Regia: Takeshi Kitano

Giappone 2002

Dolls segna il ritorno di Takeshi Kitano (Hana-Bi, L'estate di Kikujiro, Brother) che ritroviamo, ancora una volta,  qui in veste di regista, sceneggiatore e montatore ma non (e non accadeva da sei anni) come attore. Non a caso, proprio in questo film, Kitano ha deciso di non comparire sullo schermo, giacché, sostiene, non c’era un ruolo che gli si adattasse appieno. Ma Dolls costituisce, prima di tutto, una svolta, un’evoluzione nella carriera artistica di “beat” Takeshi: lo dimostra certamente la sua assenza come interprete, ma ne è vera conferma la straziante sensazione che cresce nello spettatore durante e dopo la visione. E’ quella sensazione creata dalle immagini attraverso la carica espressiva della luce e dei colori che sembrano qui formare dipinti autonomi di un’immaginaria esplosione (Kitano è anche pittore), una sensazione esaltata dal lirismo della rappresentazione, contrapposta al realismo dei dialoghi scarni e al limite dell’essenzialità, una sensazione estrema, di morte. Parrebbe quasi assomigliare (e per tanti, ahimè, l’effetto è stato questo) ad una litania di immagini mute e fini a sé stesse, condite di abiti fascinosi e attraversate dall’insensata follia che anima i personaggi. Si tratta invece, e il titolo lo suggerisce palesemente così come la scena in apertura del film (un estratto splendido di una rappresentazione al Teatro Nazionale di Tokyo), di bambole, o meglio, marionette del teatro bunraku, una forma di teatro risalente al XVI secolo, espressione delle tradizioni popolari giapponesi, in cui i marionettisti sono in scena assieme ad un narratore e ad un musicista di shamisen (un antico strumento a tre corde).  E i personaggi del film sono vere e proprie marionette, protagoniste di un dramma di Chikamatsu (il più grande autore di bunraku), travagliate dall’amore e dall’avversità dei sentimenti, vestite da improbabili, originalissimi e coloratissimi vestiti dello stilista Yohji Yamamoto, con le facce irrigidite (e quasi inespressive) come quelle bianche dipinte per le bambole bunraku. Ma le marionette, si sa, devono essere condotte da un marionettista e in questo caso è proprio Kitano ad adempire a questo ruolo. Non, quindi, parte del dramma ma fautore delle emozioni e costantemente visibile, nello stile e nel respiro, ora particolarmente ponderato e quasi più vicino a quello del suo padre artistico Nagisa Oshima. 
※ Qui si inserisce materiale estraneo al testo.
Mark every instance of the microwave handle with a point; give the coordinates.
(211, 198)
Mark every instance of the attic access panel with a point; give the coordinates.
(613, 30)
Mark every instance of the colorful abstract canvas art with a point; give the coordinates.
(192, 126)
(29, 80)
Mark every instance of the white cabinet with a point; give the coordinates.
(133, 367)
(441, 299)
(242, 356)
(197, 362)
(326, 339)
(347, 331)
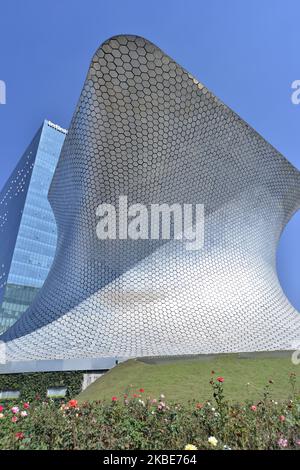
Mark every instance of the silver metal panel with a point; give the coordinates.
(145, 128)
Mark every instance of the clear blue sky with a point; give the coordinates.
(246, 52)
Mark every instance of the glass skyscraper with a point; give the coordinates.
(27, 225)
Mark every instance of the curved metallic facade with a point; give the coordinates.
(146, 128)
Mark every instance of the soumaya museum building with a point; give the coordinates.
(146, 129)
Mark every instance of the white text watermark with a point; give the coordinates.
(183, 222)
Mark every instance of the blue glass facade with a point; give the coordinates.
(27, 225)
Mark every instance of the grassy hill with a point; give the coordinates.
(188, 379)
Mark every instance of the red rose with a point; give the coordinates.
(73, 403)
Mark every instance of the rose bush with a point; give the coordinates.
(129, 422)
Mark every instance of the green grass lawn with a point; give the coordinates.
(188, 379)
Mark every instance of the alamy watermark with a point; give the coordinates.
(295, 97)
(183, 222)
(2, 92)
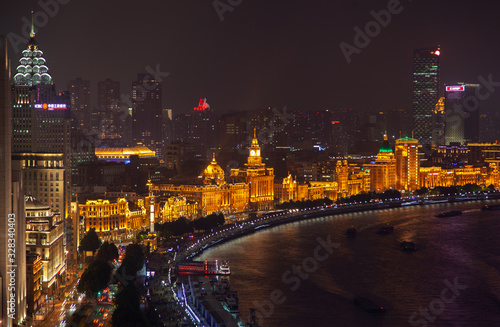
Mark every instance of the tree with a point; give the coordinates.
(90, 241)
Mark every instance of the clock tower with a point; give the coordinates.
(254, 158)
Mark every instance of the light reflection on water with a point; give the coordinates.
(373, 265)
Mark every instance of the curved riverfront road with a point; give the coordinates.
(451, 280)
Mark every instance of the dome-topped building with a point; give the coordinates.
(214, 174)
(32, 70)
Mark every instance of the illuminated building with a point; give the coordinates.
(45, 236)
(117, 154)
(430, 177)
(286, 190)
(461, 113)
(43, 177)
(175, 207)
(41, 126)
(383, 171)
(11, 209)
(260, 178)
(425, 93)
(107, 120)
(439, 113)
(407, 164)
(342, 178)
(484, 153)
(147, 113)
(359, 181)
(80, 102)
(33, 282)
(105, 216)
(215, 195)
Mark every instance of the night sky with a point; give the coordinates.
(264, 53)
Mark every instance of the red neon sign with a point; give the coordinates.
(458, 88)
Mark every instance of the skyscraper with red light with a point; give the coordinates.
(425, 94)
(147, 113)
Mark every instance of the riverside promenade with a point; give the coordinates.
(238, 229)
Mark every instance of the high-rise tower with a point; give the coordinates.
(461, 123)
(12, 220)
(425, 94)
(407, 164)
(80, 102)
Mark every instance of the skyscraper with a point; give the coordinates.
(461, 118)
(147, 113)
(425, 94)
(107, 120)
(41, 126)
(80, 102)
(12, 221)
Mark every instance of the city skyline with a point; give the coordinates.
(262, 54)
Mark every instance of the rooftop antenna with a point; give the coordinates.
(32, 34)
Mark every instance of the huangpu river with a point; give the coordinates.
(307, 273)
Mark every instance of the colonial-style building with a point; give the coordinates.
(259, 177)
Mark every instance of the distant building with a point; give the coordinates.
(383, 170)
(407, 164)
(33, 282)
(461, 113)
(425, 94)
(12, 220)
(80, 102)
(107, 122)
(147, 113)
(260, 178)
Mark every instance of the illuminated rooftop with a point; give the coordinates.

Sono tre storie autonome ma intrecciate tra di loro, quelle che compongono Dolls. Tre storie d’amore disperato caratterizzate da un cammino a ritroso di pentimento, di ripudio delle proprie scelte: un giovane lascia la sua ragazza per sposare la figlia del proprio capo, ma saputo del tentato suicidio di lei diserta la cerimonia nuziale per raggiungerla. Insieme partiranno per un viaggio “risanatore” lungo tutte e quattro le stagioni, legati l’un l’altro da una simbolica corda (rossa)… Un anziano boss della Yakuza si ricorda della ragazza che da giovane gli portava ogni giorno la colazione nel parco, poi abbandonata per rincorrere il suo sogno di potere. La ritroverà seduta sulla stessa panchina, con lo stesso vestito, pronta ad aspettarlo… Una giovane e famosa cantante pop ha un incidente d’auto che le sfigura la faccia. Si ritira in una vecchia casa sul mare, lontana da tutti ma il suo fan più devoto arriverà ad accecarsi pur di poterla avvicinare. 

L’esito delle tre storie non lascia troppo spazio alla speranza e, nonostante il tocco leggiadro di Takeshi Kitano, un incombente senso di morte grava sull’animo. Dolls rientra appieno nella rinnovata concezione esistenzialista nipponica configurandosi come nuovo fantastico saggio sul profondo valore della vita.

Far From Heaven

Regia: Todd Haynes

Usa 2002

Lontano dal paradiso, è la traduzione letterale di Far From Haven di Todd Haynes (Velvet Goldmine). Ci troviamo di fronte ad un mélo che fin dal titolo racchiude in sé un’arida prospettiva e una (futura) consapevolezza della realtà. Sarà, difatti, proprio questo il percorso interiore della protagonista: un percorso di cognizione della propria vita e del disfacimento dei valori che credeva indissolubili.

Far From Heaven non è affatto però un melodramma moderno, e lo si percepisce fin dal primo istante. Con lo scorrere dei titoli di testa, veniamo catapultati nei gloriosi anni cinquanta (è il 1957), in una splendida cittadina del New England (Hartford, Connecticut) dove vive l’altrettanto splendida e apprezzata famiglia dei coniugi Frank e Cathy Whitaker, l’uno direttore di una filiale di una società di televisori, l’altra casalinga premurosa e protettiva verso i due figli, moglie stimata ed invidiata dalle amiche (verrà addirittura intervistata da un giornale locale come esempio di perfezione muliebre). Sotto l’apparente, costante strato di serenità (delineato dal trionfo dei colori dei fiori e delle foglie, che sembrano scandire il tempo, dell’arredamento, ricercatissimo, dei vestiti, meravigliosi nella loro anti-modernità: gonne a ruota, corpetti strizzati, foulard di chiffon) in cui sembra vivere sia la famiglia Whitaker che tutta la cittadina, scalpita la sensazione amara dell’insoddisfazione, dell’ipocrisia, del razzismo. 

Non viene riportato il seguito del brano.